Main Point: Indonesia and Malaysia want to be influential at the multibilion dollar fashion industry
The Qur’an, Islam’s most holy text, advises women to “dress modestly and draw their veils over their bodies”. Combining these religiously inspired guidelines with fashion-forward creativity, designers from Southeast Asia, particularly Indonesia and Malaysia, are beginning to make their mark on the fast-growing global market for Islamic fashion.
One of the most successful is Jakartan designer Anniesa Hasibuan, who made history during September’s New York Fashion Week (NYFW), one of the most important fixtures in the fashion calendar, when she became the first Indonesian to show at one of the event’s official venues.
Equally groundbreaking was the Islamic thread running through her collection, providing another first in the history of NYFW: all outfits in the collection were paired with a hijab.

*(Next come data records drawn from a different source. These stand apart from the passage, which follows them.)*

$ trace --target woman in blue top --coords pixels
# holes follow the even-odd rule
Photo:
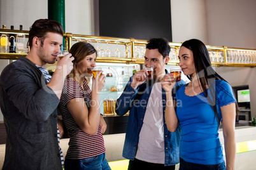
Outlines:
[[[171,132],[181,128],[180,169],[226,169],[218,132],[221,122],[227,169],[234,169],[238,107],[232,88],[213,70],[207,48],[199,40],[184,42],[178,57],[191,81],[177,91],[176,110],[172,105],[175,82],[171,74],[166,75],[162,86],[167,102],[167,127]]]

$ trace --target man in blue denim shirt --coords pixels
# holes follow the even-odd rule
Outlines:
[[[148,80],[145,69],[137,72],[117,101],[118,115],[130,110],[123,157],[130,160],[128,169],[175,169],[179,163],[180,131],[171,133],[167,129],[166,97],[161,86],[168,73],[165,66],[171,48],[163,38],[150,39],[146,48],[144,64],[153,68],[153,79]],[[176,83],[174,98],[177,88],[183,84],[182,80]]]

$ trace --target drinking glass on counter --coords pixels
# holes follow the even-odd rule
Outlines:
[[[108,41],[107,41],[107,48],[105,49],[105,56],[108,56],[108,57],[111,56],[111,50],[108,48]]]
[[[117,49],[115,49],[115,57],[120,57],[120,54],[121,54],[121,51],[120,51],[120,49],[118,49],[117,45],[118,44],[118,42],[117,42]]]
[[[92,75],[93,75],[94,79],[96,77],[96,75],[98,73],[98,72],[101,71],[101,70],[102,70],[102,69],[101,69],[101,67],[100,67],[100,66],[95,67],[92,69]],[[100,75],[100,76],[101,75],[101,74]]]
[[[104,114],[111,115],[115,114],[115,102],[113,98],[104,98],[103,100]]]
[[[173,75],[175,82],[179,82],[181,79],[181,68],[180,67],[171,67],[170,73]]]
[[[68,55],[69,53],[67,49],[62,49],[60,53],[58,55],[58,57],[60,59],[62,59],[63,56],[65,55]]]

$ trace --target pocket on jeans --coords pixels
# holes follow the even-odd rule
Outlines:
[[[87,163],[90,163],[91,162],[94,162],[96,160],[98,159],[99,156],[96,156],[96,157],[89,157],[87,159],[83,159],[82,161],[82,164],[87,164]]]
[[[220,163],[220,164],[218,164],[218,169],[219,169],[219,170],[226,169],[226,166],[225,164],[225,162],[223,162],[222,163]]]

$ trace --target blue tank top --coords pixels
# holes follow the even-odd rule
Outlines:
[[[236,102],[231,86],[224,81],[215,81],[218,120],[220,107]],[[208,100],[201,93],[194,96],[185,93],[186,85],[176,93],[177,116],[181,128],[180,157],[187,162],[211,165],[224,161],[218,137],[219,126]],[[208,89],[208,94],[209,89]],[[210,95],[210,98],[213,97]]]

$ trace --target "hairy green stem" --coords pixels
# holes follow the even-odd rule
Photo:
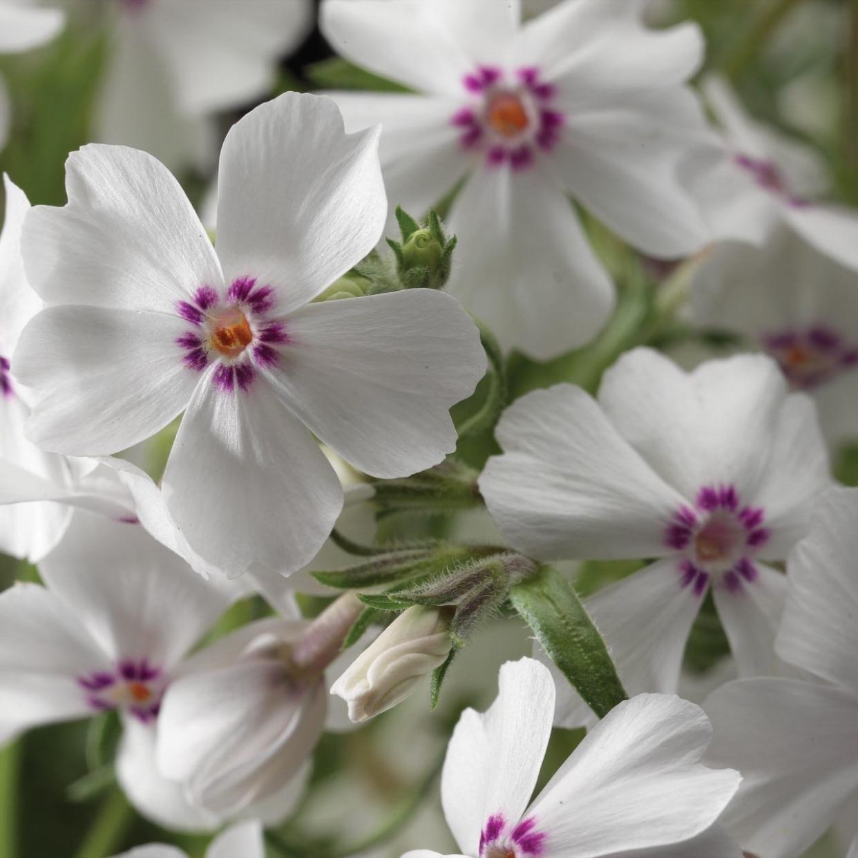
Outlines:
[[[101,804],[95,822],[75,854],[75,858],[105,858],[122,848],[122,838],[134,821],[134,811],[119,789],[113,789]]]
[[[18,772],[21,743],[0,752],[0,858],[18,855]]]

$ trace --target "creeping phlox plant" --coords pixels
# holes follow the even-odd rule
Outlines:
[[[0,55],[0,858],[858,858],[858,6]]]

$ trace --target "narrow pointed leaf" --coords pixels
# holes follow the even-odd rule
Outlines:
[[[513,607],[600,718],[628,698],[605,641],[572,585],[552,566],[510,592]]]

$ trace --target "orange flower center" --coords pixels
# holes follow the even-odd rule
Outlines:
[[[530,124],[522,100],[513,93],[498,93],[488,105],[488,123],[505,137],[516,137]]]
[[[215,323],[214,331],[209,341],[212,347],[234,358],[240,354],[253,339],[253,332],[247,318],[240,310],[231,310]]]
[[[136,703],[145,703],[152,696],[152,692],[142,682],[129,683],[128,690]]]

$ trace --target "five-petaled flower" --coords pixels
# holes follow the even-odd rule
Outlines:
[[[740,778],[701,764],[711,729],[698,706],[661,694],[624,701],[531,801],[554,682],[524,658],[501,668],[499,686],[488,711],[462,713],[447,748],[441,800],[462,853],[448,858],[740,858],[717,825]]]
[[[217,255],[175,179],[119,147],[73,154],[69,203],[25,222],[49,305],[13,361],[40,395],[31,437],[113,453],[184,410],[166,506],[230,574],[292,572],[330,532],[342,488],[313,434],[375,476],[422,470],[455,448],[449,409],[485,370],[476,327],[443,293],[311,303],[379,238],[377,145],[377,131],[347,135],[329,99],[252,111],[221,154]]]
[[[858,489],[832,488],[789,558],[776,650],[802,679],[729,682],[704,704],[716,738],[709,758],[745,780],[724,815],[742,847],[767,858],[803,855],[843,815],[858,855]]]
[[[346,57],[417,94],[336,93],[347,125],[383,124],[391,202],[422,212],[462,180],[450,288],[509,347],[546,359],[613,305],[569,196],[635,247],[674,258],[708,230],[680,166],[709,132],[685,86],[693,24],[650,30],[645,0],[567,0],[520,21],[499,0],[325,0]]]
[[[571,385],[523,397],[480,488],[498,527],[541,559],[658,558],[586,601],[631,693],[674,692],[711,591],[740,671],[775,668],[786,559],[830,485],[813,402],[775,362],[741,355],[686,373],[650,349],[621,358],[598,402]],[[558,722],[592,714],[560,680]]]

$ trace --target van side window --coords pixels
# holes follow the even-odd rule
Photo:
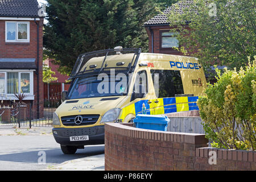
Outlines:
[[[155,89],[156,86],[155,85],[155,78],[157,79],[158,77],[158,98],[172,97],[175,97],[175,94],[184,94],[179,71],[151,69],[150,72]],[[157,95],[157,90],[155,91]]]
[[[135,86],[138,85],[143,85],[146,89],[146,93],[148,93],[147,72],[146,71],[141,71],[137,73],[135,84],[133,88],[134,92],[135,89]]]

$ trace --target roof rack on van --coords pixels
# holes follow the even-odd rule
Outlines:
[[[127,73],[131,73],[134,71],[137,64],[141,53],[141,48],[122,48],[121,47],[115,47],[114,49],[96,51],[81,54],[79,56],[77,60],[76,61],[69,80],[77,77],[84,76],[85,75],[95,75],[100,74],[102,72],[107,72],[105,71],[106,69],[118,69],[118,70],[117,71],[117,72],[127,72]],[[108,64],[105,62],[108,56],[123,55],[126,53],[134,53],[131,61],[129,63],[127,67],[122,67],[124,64],[121,61],[121,63],[117,63],[117,67],[108,67]],[[89,60],[95,57],[104,57],[104,58],[102,59],[102,62],[100,68],[96,68],[97,65],[95,64],[89,67],[85,67],[85,64]],[[88,69],[88,67],[90,69]]]

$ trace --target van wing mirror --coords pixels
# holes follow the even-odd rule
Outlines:
[[[65,101],[67,98],[67,95],[68,94],[68,91],[63,91],[61,92],[61,101],[63,102]]]

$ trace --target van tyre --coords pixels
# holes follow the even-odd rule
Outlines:
[[[74,154],[76,153],[77,147],[76,146],[60,146],[62,152],[64,154]]]

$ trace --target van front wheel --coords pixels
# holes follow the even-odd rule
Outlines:
[[[64,154],[74,154],[77,150],[77,147],[76,146],[65,146],[61,145],[60,146],[60,148],[61,148],[61,151]]]

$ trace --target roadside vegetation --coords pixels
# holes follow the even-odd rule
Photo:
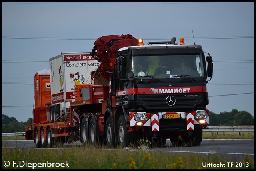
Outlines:
[[[171,152],[150,151],[144,148],[86,147],[81,146],[65,147],[58,149],[2,149],[2,169],[253,169],[254,160],[249,156],[242,161],[221,157],[209,153],[204,155]],[[58,151],[57,151],[58,150]],[[36,156],[36,157],[35,157]],[[22,161],[27,164],[22,167],[10,165],[3,165],[4,161]],[[13,161],[12,161],[13,162]],[[245,163],[239,167],[228,167],[227,162]],[[38,167],[38,163],[51,163],[50,167]],[[52,163],[54,163],[53,164]],[[225,166],[208,165],[206,163],[226,163]],[[28,163],[31,164],[30,166]],[[56,163],[58,163],[58,164]],[[64,163],[63,167],[58,163]],[[32,166],[34,165],[34,168]],[[49,164],[48,164],[49,166]]]

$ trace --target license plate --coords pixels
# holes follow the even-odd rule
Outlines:
[[[164,119],[179,118],[180,118],[180,114],[166,114],[163,115]]]

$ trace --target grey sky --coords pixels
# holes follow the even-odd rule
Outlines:
[[[192,30],[213,58],[207,108],[254,116],[253,2],[2,2],[2,114],[32,117],[35,74],[61,52],[90,52],[102,36],[128,33],[193,44]]]

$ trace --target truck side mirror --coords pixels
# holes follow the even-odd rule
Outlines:
[[[129,80],[129,81],[132,81],[134,80],[134,77],[133,76],[133,74],[132,73],[127,73],[127,76],[128,76],[128,80]]]
[[[207,64],[207,76],[212,77],[213,73],[213,64],[212,63],[212,57],[211,56],[206,57]]]

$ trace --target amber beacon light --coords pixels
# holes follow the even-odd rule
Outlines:
[[[144,45],[143,43],[143,39],[139,39],[139,45]]]
[[[180,44],[184,45],[185,44],[185,39],[184,38],[181,38],[180,39]]]

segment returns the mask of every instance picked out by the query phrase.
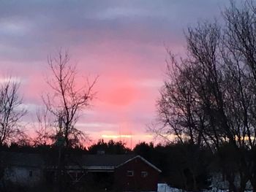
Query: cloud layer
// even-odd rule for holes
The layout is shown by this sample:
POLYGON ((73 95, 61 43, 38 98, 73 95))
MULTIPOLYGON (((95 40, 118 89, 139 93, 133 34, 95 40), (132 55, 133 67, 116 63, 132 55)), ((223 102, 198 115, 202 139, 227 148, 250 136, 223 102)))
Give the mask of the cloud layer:
POLYGON ((164 76, 165 46, 184 47, 183 30, 217 19, 221 0, 0 1, 0 67, 22 80, 27 106, 47 90, 47 56, 68 49, 80 75, 99 75, 97 99, 78 125, 94 139, 151 137, 146 124, 164 76))

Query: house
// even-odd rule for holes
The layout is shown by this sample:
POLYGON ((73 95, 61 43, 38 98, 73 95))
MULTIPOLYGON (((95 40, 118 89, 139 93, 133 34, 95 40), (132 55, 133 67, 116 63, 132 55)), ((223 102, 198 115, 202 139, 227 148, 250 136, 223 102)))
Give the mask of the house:
POLYGON ((1 153, 6 181, 20 185, 35 186, 43 178, 44 159, 39 154, 1 153))
MULTIPOLYGON (((57 166, 40 154, 6 155, 5 180, 36 186, 56 181, 57 166), (50 162, 50 163, 49 163, 50 162)), ((65 173, 69 182, 104 188, 108 191, 157 191, 157 167, 140 155, 83 155, 69 158, 65 173)))

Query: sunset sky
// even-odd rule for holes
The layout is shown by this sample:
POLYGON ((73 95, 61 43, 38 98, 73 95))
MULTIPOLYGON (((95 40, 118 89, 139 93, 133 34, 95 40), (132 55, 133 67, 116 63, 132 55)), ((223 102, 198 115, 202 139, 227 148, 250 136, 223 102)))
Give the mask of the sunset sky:
POLYGON ((224 0, 0 0, 0 74, 21 82, 29 131, 49 88, 47 57, 68 50, 97 98, 77 124, 94 141, 151 141, 147 125, 165 77, 167 47, 184 53, 184 29, 218 19, 224 0), (129 138, 132 135, 132 139, 129 138))

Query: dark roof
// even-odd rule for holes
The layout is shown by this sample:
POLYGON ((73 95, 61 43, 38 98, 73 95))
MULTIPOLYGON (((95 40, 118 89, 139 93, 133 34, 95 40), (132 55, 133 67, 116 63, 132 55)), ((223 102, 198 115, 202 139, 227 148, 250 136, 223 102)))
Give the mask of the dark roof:
POLYGON ((116 166, 135 156, 135 155, 83 155, 81 163, 83 166, 116 166))
MULTIPOLYGON (((93 169, 113 169, 115 167, 122 166, 123 164, 125 164, 137 158, 140 158, 148 165, 161 172, 161 170, 143 158, 140 157, 140 155, 132 154, 83 155, 71 157, 68 161, 69 162, 67 163, 69 166, 86 166, 88 169, 89 169, 89 167, 94 167, 93 169)), ((42 155, 39 153, 0 152, 0 160, 3 161, 4 163, 9 166, 33 167, 42 167, 45 165, 46 166, 47 164, 49 166, 49 164, 48 164, 49 163, 49 161, 47 161, 46 159, 47 158, 45 158, 42 155)))

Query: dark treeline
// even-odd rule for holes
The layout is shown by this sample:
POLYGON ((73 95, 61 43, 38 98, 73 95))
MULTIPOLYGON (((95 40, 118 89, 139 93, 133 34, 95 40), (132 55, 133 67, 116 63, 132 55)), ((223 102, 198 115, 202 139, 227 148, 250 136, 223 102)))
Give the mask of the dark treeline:
POLYGON ((198 190, 197 167, 203 167, 200 153, 206 148, 230 191, 244 191, 248 183, 256 191, 255 1, 231 1, 222 15, 222 20, 185 30, 182 58, 168 50, 166 80, 157 101, 162 126, 152 130, 188 145, 183 153, 190 160, 187 173, 193 191, 198 190))
MULTIPOLYGON (((50 156, 58 161, 59 147, 56 145, 19 145, 12 143, 2 145, 1 151, 14 153, 39 153, 50 156)), ((153 143, 141 142, 131 150, 122 142, 100 139, 88 148, 75 147, 67 149, 66 154, 75 156, 97 154, 106 155, 135 154, 140 155, 162 170, 159 182, 173 187, 193 191, 208 188, 211 185, 211 172, 218 171, 218 159, 214 158, 207 148, 198 148, 189 143, 171 143, 154 145, 153 143)), ((73 189, 74 190, 74 189, 73 189)))

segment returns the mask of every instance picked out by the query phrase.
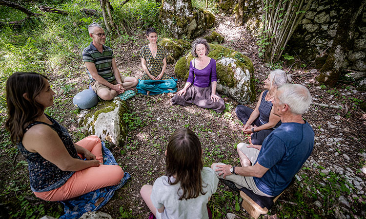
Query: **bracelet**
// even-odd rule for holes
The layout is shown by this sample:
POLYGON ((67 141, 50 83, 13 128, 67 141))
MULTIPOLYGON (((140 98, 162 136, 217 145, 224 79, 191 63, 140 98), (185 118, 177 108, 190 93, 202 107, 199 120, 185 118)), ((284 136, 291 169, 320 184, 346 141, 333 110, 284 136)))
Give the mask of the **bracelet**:
POLYGON ((235 172, 235 167, 236 167, 236 166, 233 166, 233 173, 235 175, 238 175, 235 172))

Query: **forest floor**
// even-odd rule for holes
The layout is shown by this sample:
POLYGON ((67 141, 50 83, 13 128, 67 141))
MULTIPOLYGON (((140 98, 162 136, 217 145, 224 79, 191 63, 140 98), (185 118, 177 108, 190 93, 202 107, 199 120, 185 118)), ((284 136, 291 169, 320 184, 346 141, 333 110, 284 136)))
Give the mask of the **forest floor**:
MULTIPOLYGON (((262 218, 366 217, 366 113, 359 107, 361 102, 366 101, 366 93, 356 91, 351 84, 340 84, 335 88, 317 85, 314 78, 318 73, 311 71, 311 67, 301 68, 296 67, 300 64, 295 64, 290 68, 281 62, 268 66, 258 57, 256 39, 244 27, 236 27, 233 21, 229 18, 217 16, 213 29, 225 37, 222 45, 243 53, 252 60, 256 100, 271 68, 278 68, 289 71, 294 83, 305 86, 314 102, 343 106, 335 109, 313 104, 305 113, 304 118, 315 133, 313 152, 296 175, 294 184, 285 191, 269 213, 262 218)), ((137 38, 134 41, 112 45, 112 49, 122 73, 141 78, 142 71, 138 54, 147 42, 142 35, 137 38)), ((87 77, 81 58, 74 62, 69 75, 61 75, 57 70, 47 75, 57 93, 55 105, 47 112, 67 127, 77 141, 84 135, 78 129, 76 121, 80 110, 73 106, 72 96, 86 87, 87 77), (76 89, 67 89, 66 82, 74 85, 76 89)), ((169 65, 166 73, 175 76, 174 68, 174 64, 169 65)), ((184 83, 179 80, 178 89, 184 83)), ((164 174, 164 151, 169 137, 177 128, 188 128, 199 137, 205 166, 216 162, 238 165, 236 145, 248 143, 247 136, 243 132, 243 125, 235 113, 238 103, 230 97, 222 97, 226 107, 222 113, 194 105, 172 106, 170 99, 164 94, 138 94, 128 100, 130 111, 127 115, 136 125, 130 126, 124 146, 109 148, 132 177, 100 211, 113 218, 147 218, 149 211, 141 198, 140 189, 144 184, 152 184, 164 174), (135 122, 139 119, 141 123, 135 122)), ((254 109, 256 103, 256 101, 246 106, 254 109)), ((1 147, 1 188, 7 193, 1 196, 0 217, 7 218, 7 213, 12 217, 25 218, 20 215, 14 217, 18 210, 15 206, 28 211, 24 214, 39 214, 43 211, 49 215, 49 209, 52 209, 57 213, 54 215, 62 215, 61 204, 41 201, 31 194, 26 162, 22 156, 15 155, 15 147, 1 147), (24 195, 24 190, 28 195, 24 195), (16 201, 18 203, 13 203, 16 201)), ((214 218, 225 218, 228 213, 235 214, 236 218, 247 218, 248 215, 238 207, 241 201, 239 193, 219 182, 209 205, 214 218)))

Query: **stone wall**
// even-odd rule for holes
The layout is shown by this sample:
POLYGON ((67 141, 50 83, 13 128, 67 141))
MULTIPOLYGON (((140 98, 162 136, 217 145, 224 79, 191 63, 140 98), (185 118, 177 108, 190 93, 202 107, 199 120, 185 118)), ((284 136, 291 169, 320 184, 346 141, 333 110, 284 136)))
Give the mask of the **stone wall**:
MULTIPOLYGON (((305 0, 305 1, 307 1, 305 0)), ((296 55, 308 64, 315 61, 317 68, 325 63, 337 33, 338 23, 344 13, 342 0, 314 0, 300 24, 287 43, 285 52, 296 55)), ((261 1, 245 1, 244 20, 248 29, 257 36, 263 25, 261 18, 263 7, 261 1)), ((366 71, 366 11, 354 32, 351 50, 343 65, 344 69, 366 71)))

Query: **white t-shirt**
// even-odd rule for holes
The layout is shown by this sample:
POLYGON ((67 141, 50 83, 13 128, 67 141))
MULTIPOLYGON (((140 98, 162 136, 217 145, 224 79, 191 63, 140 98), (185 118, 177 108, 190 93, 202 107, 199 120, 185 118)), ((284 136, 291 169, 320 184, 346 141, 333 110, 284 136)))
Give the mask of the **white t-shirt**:
MULTIPOLYGON (((177 191, 181 187, 180 182, 170 185, 168 177, 163 176, 155 180, 150 198, 153 204, 157 208, 165 207, 164 211, 160 213, 157 210, 157 219, 208 219, 206 204, 208 198, 216 191, 219 179, 214 171, 209 167, 203 167, 201 172, 203 191, 195 199, 179 200, 180 196, 177 191)), ((174 178, 170 178, 172 181, 174 178)), ((182 194, 180 191, 180 195, 182 194)))

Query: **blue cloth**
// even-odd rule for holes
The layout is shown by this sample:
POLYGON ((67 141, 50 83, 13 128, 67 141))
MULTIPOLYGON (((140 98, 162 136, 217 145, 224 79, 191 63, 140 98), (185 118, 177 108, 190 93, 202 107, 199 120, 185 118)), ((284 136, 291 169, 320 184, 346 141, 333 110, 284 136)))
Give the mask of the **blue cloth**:
POLYGON ((138 92, 143 94, 147 94, 147 91, 150 91, 150 95, 174 92, 177 91, 177 80, 172 77, 168 80, 139 79, 136 88, 138 92), (172 91, 168 91, 167 89, 171 89, 172 91))
MULTIPOLYGON (((271 110, 272 110, 272 106, 273 104, 271 101, 266 101, 265 100, 265 96, 267 95, 267 93, 268 92, 268 90, 264 91, 263 92, 263 94, 262 96, 262 99, 261 100, 261 104, 258 107, 258 110, 259 111, 259 121, 262 123, 262 125, 266 124, 269 121, 269 115, 271 114, 271 110)), ((276 126, 273 127, 273 128, 276 128, 281 125, 281 121, 280 120, 276 126)), ((254 144, 254 143, 253 143, 254 144)))
MULTIPOLYGON (((102 149, 103 155, 103 163, 104 165, 118 165, 113 155, 105 147, 105 144, 103 142, 102 142, 102 149)), ((124 176, 118 185, 101 188, 72 200, 60 201, 65 206, 65 214, 60 218, 79 218, 85 212, 98 210, 112 198, 114 191, 122 187, 130 177, 131 175, 128 173, 125 172, 124 176)))
POLYGON ((276 196, 290 182, 310 156, 314 131, 307 122, 283 123, 264 139, 256 161, 269 169, 262 178, 253 177, 257 187, 276 196))
MULTIPOLYGON (((24 129, 24 133, 35 125, 43 124, 48 126, 56 132, 70 156, 73 158, 80 159, 74 146, 72 138, 67 130, 55 119, 45 114, 45 115, 52 123, 52 125, 43 122, 35 121, 24 129)), ((31 152, 25 149, 21 141, 18 143, 17 146, 19 151, 27 159, 31 189, 33 192, 46 192, 61 187, 75 172, 61 170, 52 163, 43 158, 38 153, 31 152)))

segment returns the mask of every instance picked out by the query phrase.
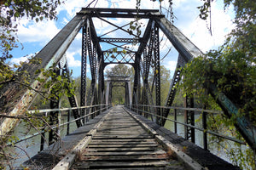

Hasibuan’s D’Jakarta collection was reportedly inspired by her love for the diverse vibrancy of her home city. Featuring modest, yet intricately designed, gowns and tunics, the showcase earned the designer a rapturous standing ovation. Notable fashion publications including Elle and Teen Vogue heaped praise on the designer in the aftermath.
Globally, the already significant demand for Islamic clothing is rising. According to Thomson Reuters’ State of the Global Islamic Economy Report 2015-2016, revenues generated by purchases of modest clothing by Muslim women in 2015 were estimated at $44 billion. The same report predicts that by 2021, overall Muslim spending on clothing will reach $368 billion. As the report states: “The clothing may be modest; its success is anything but.”